State news agency Tass cited the ministry as saying the Su-30 crashed soon after take-off from the Russian airbase at Hemeimeem in Syria. Russia has been waging an air campaign in support of President Bashar al-Assad’s forces since 2015.
In March, a Russian military cargo plane crashed as it was descending to land at Hemeimeem, killing all 39 people on-board. The military blamed the crash on a technical error and insisted the plane was not shot down.
Russia leases the Hemeimeem military base in Syria, near the Mediterranean coast.
In the capital Damascus, Syrian troops managed to capture more areas from Islamic State on the southern edge of the city cutting the region held by extremists into two parts.
The government-controlled Syrian Central Military Media said troops cut off IS fighters based in the Palestinian refugee camp of Yarmouk from those in the Hajar al-Aswad neighbourhood to the south.
Yarmouk and Hajar al-Aswad are the last two areas outside government control in Damascus.
Syrian troops began a major offensive two weeks ago to retake the area under the cover of air strikes. The fighting led to the displacement of thousands of Palestinian refugees and others to neighbouring areas.
The Britain-based Syrian Observatory for Human Rights said that since the government offensive began on April 19, 112 soldiers and pro-government gunmen as well as 91 IS fighters have been killed.

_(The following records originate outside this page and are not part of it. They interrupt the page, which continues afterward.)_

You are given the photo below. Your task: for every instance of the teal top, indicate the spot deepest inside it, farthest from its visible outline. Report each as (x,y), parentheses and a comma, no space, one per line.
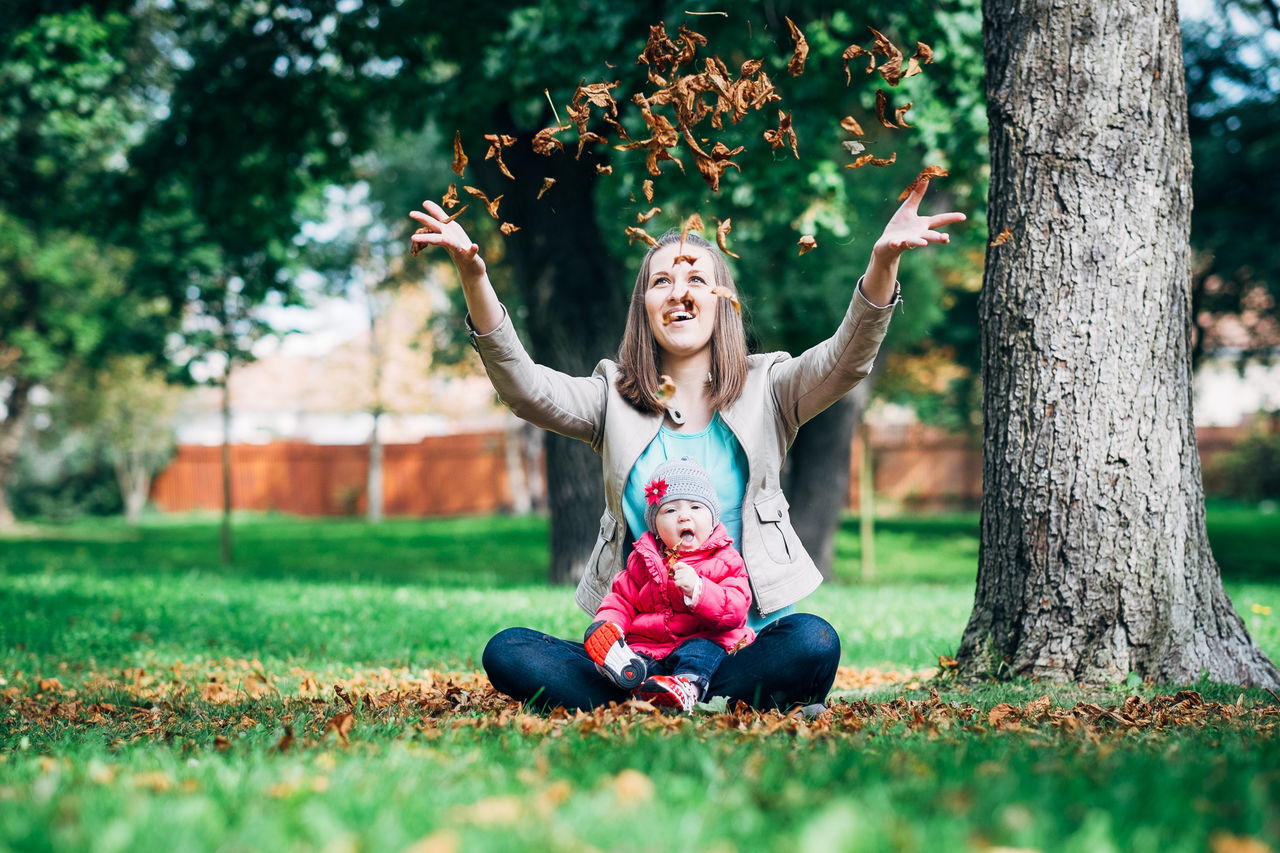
(721,454)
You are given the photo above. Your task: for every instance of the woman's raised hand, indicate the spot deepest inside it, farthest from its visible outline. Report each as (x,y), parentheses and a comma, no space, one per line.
(909,229)
(444,232)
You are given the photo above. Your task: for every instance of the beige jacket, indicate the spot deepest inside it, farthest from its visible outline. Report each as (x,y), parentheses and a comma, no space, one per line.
(781,393)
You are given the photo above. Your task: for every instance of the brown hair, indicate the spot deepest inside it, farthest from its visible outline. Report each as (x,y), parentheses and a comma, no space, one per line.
(639,359)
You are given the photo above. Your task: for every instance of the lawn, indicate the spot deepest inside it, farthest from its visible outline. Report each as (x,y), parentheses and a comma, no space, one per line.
(150,698)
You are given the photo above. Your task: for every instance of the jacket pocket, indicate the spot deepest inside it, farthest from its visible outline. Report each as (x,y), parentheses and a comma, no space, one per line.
(780,538)
(600,565)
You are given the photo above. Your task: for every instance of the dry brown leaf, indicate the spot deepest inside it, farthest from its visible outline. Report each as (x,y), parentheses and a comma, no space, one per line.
(722,229)
(796,65)
(490,205)
(460,159)
(635,233)
(854,51)
(871,159)
(881,105)
(927,174)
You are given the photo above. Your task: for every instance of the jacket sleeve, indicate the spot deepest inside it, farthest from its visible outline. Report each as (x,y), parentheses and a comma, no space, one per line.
(726,593)
(818,377)
(620,603)
(572,406)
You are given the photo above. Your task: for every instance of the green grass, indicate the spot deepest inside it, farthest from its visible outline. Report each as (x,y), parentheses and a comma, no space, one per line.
(140,620)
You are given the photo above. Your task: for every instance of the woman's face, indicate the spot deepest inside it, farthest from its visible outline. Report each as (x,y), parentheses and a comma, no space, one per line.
(679,300)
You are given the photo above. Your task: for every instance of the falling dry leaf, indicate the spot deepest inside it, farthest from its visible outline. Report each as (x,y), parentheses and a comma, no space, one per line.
(490,205)
(796,65)
(635,233)
(927,174)
(869,159)
(725,293)
(722,229)
(460,159)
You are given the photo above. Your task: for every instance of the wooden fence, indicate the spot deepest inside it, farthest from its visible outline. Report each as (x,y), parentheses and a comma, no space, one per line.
(917,468)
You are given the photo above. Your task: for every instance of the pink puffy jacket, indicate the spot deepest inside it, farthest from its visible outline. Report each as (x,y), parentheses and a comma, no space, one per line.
(652,610)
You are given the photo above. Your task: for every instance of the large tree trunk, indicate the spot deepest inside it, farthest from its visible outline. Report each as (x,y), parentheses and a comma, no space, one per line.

Dozens of civilians have also been killed in the fighting, according to the war monitor.
Near Hajar al-Aswad, preparations were underway to evacuate opposition fighters and civilians from three southern suburbs following a deal reached last week to hand over the area to government forces.
State television said buses started entering the southern suburbs of Babila, Beit Sahem and Yalda to evacuate some 5,000 fighters and their families, while those who decide to stay are eligible for amnesty.
The Observatory said some of the fighters and civilians will be heading to the northwestern rebel-held province of Idlib and the town of Afrin, which is controlled by Turkey-backed opposition fighters. Others will go to rebel-held areas in the southern province of Daraa, which borders Jordan.